FOLHA DE SP - 21/07
Reforma 'política', do sistema eleitoral, é uma fuga fantasista dos nossos problemas reais
DESDE QUE O "gigante acordou", muitos de nós nos passamos a intérpretes da "voz das ruas" e dos motivos do surto protestante de junho.
A luz do calor da "multidão" (não são mais massas) suscitou ainda debates visionários sobre o poder constituinte das ruas, democracia direta e outras revoluções de corpo e alma políticos.
Não mais que de repente, porém, eis que voltamos a discutir as mumunhas do PMDB e as quizilas do PT com Dilma Rousseff, política politiqueira derivada da conversinha acerca de um projeto de reforma política que nem bem isso é.
Os sonhos de supremo civismo e mudança acabaram reduzidos, segundo a média, a mídia e as medianas das "redes sociais", a demandas de "serviços públicos de qualidade" e revolta contra a "política corrupta". Mesmo o atendimento dessas expectativas reduzidas, pois vagas, não depende de um sistema eleitoral refeito. Nem se fale da probabilidade imensa de que dessa reforma resulte um monstrengo.
Os sistemas eleitorais adotados em países mais ou menos civilizados têm defeitos e qualidades; em cada país, é divertido ver quanta gente acha que a grama do vizinho é mais verde, que o sistema eleitoral dos outros tende a resolver os "vícios" políticos de cada nação.

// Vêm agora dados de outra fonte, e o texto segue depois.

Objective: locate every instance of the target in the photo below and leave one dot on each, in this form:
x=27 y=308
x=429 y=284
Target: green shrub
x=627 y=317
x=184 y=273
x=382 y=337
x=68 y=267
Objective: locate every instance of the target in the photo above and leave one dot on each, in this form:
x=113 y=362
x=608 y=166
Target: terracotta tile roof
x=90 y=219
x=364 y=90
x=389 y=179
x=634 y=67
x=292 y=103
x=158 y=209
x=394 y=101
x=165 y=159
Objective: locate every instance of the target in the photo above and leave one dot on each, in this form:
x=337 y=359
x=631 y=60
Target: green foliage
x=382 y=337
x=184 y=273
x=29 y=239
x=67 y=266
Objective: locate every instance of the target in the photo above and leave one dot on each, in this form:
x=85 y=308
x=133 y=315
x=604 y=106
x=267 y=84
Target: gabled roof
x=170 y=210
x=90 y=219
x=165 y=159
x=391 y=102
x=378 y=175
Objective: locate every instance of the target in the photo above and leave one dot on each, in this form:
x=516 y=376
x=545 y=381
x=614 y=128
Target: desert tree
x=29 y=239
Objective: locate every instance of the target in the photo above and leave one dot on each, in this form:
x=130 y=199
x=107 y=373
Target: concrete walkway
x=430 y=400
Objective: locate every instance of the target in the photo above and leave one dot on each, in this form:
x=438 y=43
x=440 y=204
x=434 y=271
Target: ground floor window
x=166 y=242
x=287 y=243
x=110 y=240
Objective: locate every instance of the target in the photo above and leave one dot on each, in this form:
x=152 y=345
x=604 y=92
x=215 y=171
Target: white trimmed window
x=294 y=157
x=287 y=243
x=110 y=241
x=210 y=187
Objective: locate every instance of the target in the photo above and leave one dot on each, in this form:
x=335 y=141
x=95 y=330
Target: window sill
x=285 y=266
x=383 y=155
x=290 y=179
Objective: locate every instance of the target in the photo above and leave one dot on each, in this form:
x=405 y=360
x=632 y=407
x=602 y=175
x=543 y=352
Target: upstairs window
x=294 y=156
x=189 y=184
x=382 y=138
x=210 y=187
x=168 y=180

Sim, cada um desses sistemas tende a formatar modos e manhas da política e dos partidos (influenciam a criação de sistemas bipartidários ou fragmentados; mais ou menos estáveis etc.). Mas o que parecem detalhes operacionais pode transformar sistemas semelhantes em animais completamente diferentes (ou mesmo monstros).
Voto distrital com ou sem segundo turno (EUA ou França)? Com eleição de um ou dois representantes (Chile)? Distrital misto com lista aberta ou fechada? Como vão ser definidos os distritos (a região que vai eleger seu deputado, decisão que sempre acaba em bandalheira)? Quase tudo seria tema do plebiscito? Não? Mas, se os detalhes ficam a cargo dos "políticos corruptos" e são tão importantes, não voltamos à estaca zero?
O resultado de cada maquinaria eleitoral depende ainda de fatores como estrutura do governo, da burocracia, da Justiça, da forma de decidir o Orçamento e de algo que vamos chamar grosseiramente de "cultura e sociologia políticas". Isto é, de história dos partidos, dos conflitos sociais, do grau de "civismo" (engajamento político), da desigualdade econômica e de poder entre cidadãos, entre regiões etc.
Reformado o sistema, eleitores e políticos vão ainda reaprender a fazer seus cálculos e jogadas de acordo com as novas regras, o que leva tempo (várias eleições) e, sim, acaba alterando um tanto da cultura política, mas sabe-se lá para qual direção. No fim das contas, brincar de aprendiz de feiticeiro ou engenheiro político pode dar em nada ou em desastres.
Melhor, enfim, fazer reparos parciais no que há de pior e ver que bicho dá, em vez de tentar a reforma da natureza.
Mexer na maquinaria eleitoral muda a forma de transformar carne em recheio de linguiça. Mas a política maior, a divisão da renda ou do poder, a eficiência do governo, o direito à cidadania, nada disso muda necessariamente (ou quase nunca) com a compra de um novo moedor de carne político.